The chief executive of a sector body has urged charity trustees to prevent their chairs from becoming “gatekeepers” and called for a shift in behaviour to avoid conflict.
Debra Allcock Tyler, Directory of Social Change CEO, criticised leadership structures at charities where chairs make decisions without consulting boards.
Speaking at Civil Society Media’s Trustee Exchange 2026 in BMA House, central London, Allcock Tyler said that problems, including trustee infighting, stemmed from patriarchal and hierarchical board governance.
Following a survey by nfpResearch last month, which found that most people would not consider being a charity trustee, Allcock Tyler said the role was demanding and called for better behaviour on boards to make it more appealing.

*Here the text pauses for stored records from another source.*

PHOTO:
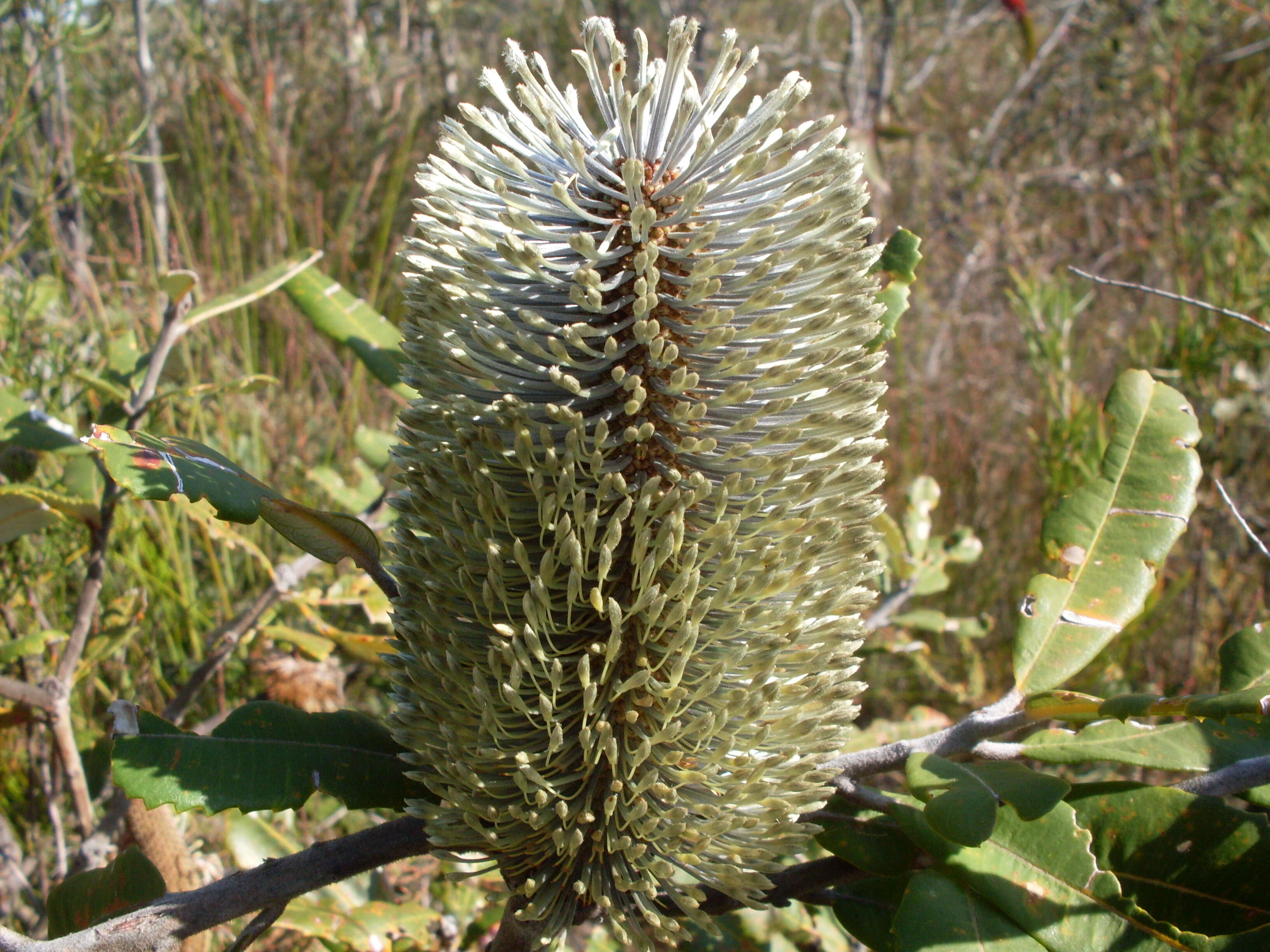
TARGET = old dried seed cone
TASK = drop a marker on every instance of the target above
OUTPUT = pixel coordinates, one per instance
(638, 481)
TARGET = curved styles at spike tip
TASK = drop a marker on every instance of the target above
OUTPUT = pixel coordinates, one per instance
(639, 481)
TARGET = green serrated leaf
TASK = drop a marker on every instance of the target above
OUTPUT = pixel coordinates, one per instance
(157, 467)
(939, 914)
(1043, 875)
(1183, 746)
(966, 810)
(867, 909)
(75, 508)
(901, 256)
(30, 645)
(254, 289)
(367, 928)
(895, 299)
(1113, 534)
(177, 285)
(351, 322)
(266, 757)
(1191, 860)
(1246, 659)
(92, 897)
(22, 514)
(867, 840)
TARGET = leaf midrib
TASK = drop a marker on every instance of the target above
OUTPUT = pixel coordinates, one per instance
(196, 739)
(1098, 536)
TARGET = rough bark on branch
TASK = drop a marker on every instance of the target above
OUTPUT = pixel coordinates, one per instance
(962, 737)
(162, 926)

“Trustees get murderous,” she said. “I’ve known trustees to have punch-ups because people get very passionate, particularly if it’s a cause-led charity.
“In my experience, poor governance has very little to do with structure and everything to do with behaviour.
“Often, it’s the way in which questions are asked that causes the damage, it’s not the question itself. Are we asking questions in inquiry mode or in catching out mode?”
Allcock Tyler said trustees speaking poorly to each other, refusing to budge on positions and failing to consider themselves as part of a collective were persistent problems.
She said that an approach to governance where board members report down was unsuited to the charity sector.
“If your chair becomes the gatekeeper, which happens a lot, and they’re making decisions without coming back to the board […] and the charity goes under for whatever reason, every single one of the members of that board will be held equally accountable,” she said.
“Saying ‘I didn’t know, I wasn’t told’ doesn’t cut it because the question will come back at you as well.”
Allcock Tyler added that chairs should not have to line-manage their charity’s CEO.
‘Cut the paperwork’
Allcock Tyler called for bureaucracy to be reduced and said most board agendas “are absolutely dreadful”.
“They tell you nothing,” she said. “Cut the paperwork – detail is not information.”
She said board members should attend meetings with information, questions and facts, rather than a combative attitude.
“Don’t come ready to take somebody down: if you’re coming ready to attack you’re never going to win the argument,” she said.
She added that managing oneself was the hardest part of being an effective charity trustee, but said improving this skill could lead to better meeting outcomes.
“If you want to manage better behaviour on your board, start with yourself, because you can’t control anybody else’s behaviour; you can control your own,” she said.
“If you take away the need for people to defend their position, if you use the term alignment rather than agreement, so people don’t come to say I was wrong, you were right, people find it much easier to let go of the things that they were hanging onto for dear life."
Allcock Tyler said that charity boards should demand more, including access to funding, and said there was money available despite common perception.
“I’m sick to death of people saying there’s no money,” she said.
“We’ve gotten used to, in our sector, accepting this narrative that there just isn’t any money so we don’t ask, we don’t argue back, we don’t answer the question.”